# Artificial Neural Network Simplified (Churn Dataset)

### **Goals of the project -** 
* To understand the basic implemetation of the ANN
* To build the ANN layer by layer and understanding the significance of each layer and the arguments used
* To understand how to cross validate the results of ANN
* Learn to fine tune the ANN using Grid Search Mechanism


In [None]:
import pandas as pd
import warnings  
warnings.filterwarnings('ignore') # to ignore the warnings

In [None]:
data = pd.read_csv('../input/churn-modelling/Churn_Modelling.csv')
data.head()

## **Step 1** : Pre-processing

In [None]:
# encoding the categorical columns and getting rid of the redundant columns
geog = pd.get_dummies(data['Geography'], drop_first=True)
gend = pd.get_dummies(data["Gender"], drop_first=True)

In [None]:
# converting these columns to 'int'
geog = geog.astype(int)
gend = gend.astype(int)

In [None]:
# concatenating these encoded variables to the original dataset
data1 = pd.concat([data, gend, geog], axis=1)

In [None]:
# seperating the independent and dependent variables

# taking only the important variables(columns names) from the orignal dataset
feature_cols = ['CreditScore', 'Age', 'Tenure', 'Balance',
                'NumOfProducts', 'HasCrCard', 'IsActiveMember', 'EstimatedSalary', 'Male', 'Germany', 'Spain']

x = data1[feature_cols]
y = data1['Exited']

In [None]:
# splitting the data into training and testing
from sklearn.model_selection import train_test_split
x_train, x_test, y_train, y_test = train_test_split(x, y, test_size=0.2, random_state=2)

In [None]:
# scaling the data to crush the impact of variable with larger weight in the analysis
# this method equalizes range and variability in the dataset
from sklearn.preprocessing import StandardScaler
sc = StandardScaler()
x_train = sc.fit_transform(x_train)
x_test = sc.fit_transform(x_test)

## **Step - 2** : Building the Artificial Neural Network

In [None]:
# importing the required libraries to form an Artificial Neural Network
from keras.models import Sequential     # required to initialize the neural network coz ANN is a sequence of layers
from keras.layers import Dense          # to build the layers in ANN

In [None]:
# initializing the ANN
ann_classifier = Sequential()

**Step 2.1 :** Adding the input layer and the 1st hidden layer

In [None]:
ann_classifier.add(Dense(units=6, kernel_initializer = 'uniform', activation='relu', input_dim=11))

**Arguments used -**
* `units` = no. of nodes in hidden layer, generally half of the total of all variables
* `kernel_initializer` = 'uniform' means assigining weights between 0 and 1 in a uniform manner
* `activation='relu'` means assigning rectifier function at the hidden layer
* `input_dim=11` means no. of input neurons in the input layer (no. of variables in training set)

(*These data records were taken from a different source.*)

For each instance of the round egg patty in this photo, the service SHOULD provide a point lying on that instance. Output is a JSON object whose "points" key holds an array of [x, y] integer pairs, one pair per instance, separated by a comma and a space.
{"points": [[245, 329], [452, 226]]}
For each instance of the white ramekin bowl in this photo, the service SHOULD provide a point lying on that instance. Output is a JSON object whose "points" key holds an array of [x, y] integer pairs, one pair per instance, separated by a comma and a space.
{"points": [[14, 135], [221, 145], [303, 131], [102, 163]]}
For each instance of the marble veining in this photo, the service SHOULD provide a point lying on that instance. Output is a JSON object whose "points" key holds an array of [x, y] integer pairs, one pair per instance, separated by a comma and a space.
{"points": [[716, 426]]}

**Step 2.2 :** Adding the 2nd hidden layer

This time, there is no need to specify the input layer as the operation above tells this layer what input to expect

In [None]:
ann_classifier.add(Dense(units=6, kernel_initializer = 'uniform', activation='relu'))

**Step 2.3 :** Adding the output layer

In [None]:
ann_classifier.add(Dense(units=1, kernel_initializer = 'uniform', activation='sigmoid'))

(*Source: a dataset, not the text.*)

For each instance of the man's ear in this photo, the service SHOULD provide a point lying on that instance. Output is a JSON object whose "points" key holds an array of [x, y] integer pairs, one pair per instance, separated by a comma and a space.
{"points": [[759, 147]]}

**Step 2.4 :** Compiling the ANN

In [None]:
ann_classifier.compile(optimizer='adam', loss='binary_crossentropy', metrics=['accuracy'])

**Arguments used -** 
* `optimizer` = name of the algorithm we want to apply, usually SGD algorithm known by 'adam'
* `loss` = it is a loss function within SGD algorithm, or the function we need to optimize to find optimal weights usually based on the activation function used for the o/p layer, or the type of dependent variable
* `metrics` parameter has [ ] coz it expects a list of values as the weights have been calculated after each observation or each batch of observations. Hence the algorithm uses this parameter to calculate the accuracy to improve the model performance

**Step 2.5 :** Fitting the ANN to the training set

**Arguments used -**
* `batch_size` means after how many observations the weights should be updated
* `epochs` means how many times you want to run through the network
* `1` epoch would signify that whole data has been passed through the network once

In [None]:
ann_classifier.fit(x_train, y_train, batch_size=10, epochs=100)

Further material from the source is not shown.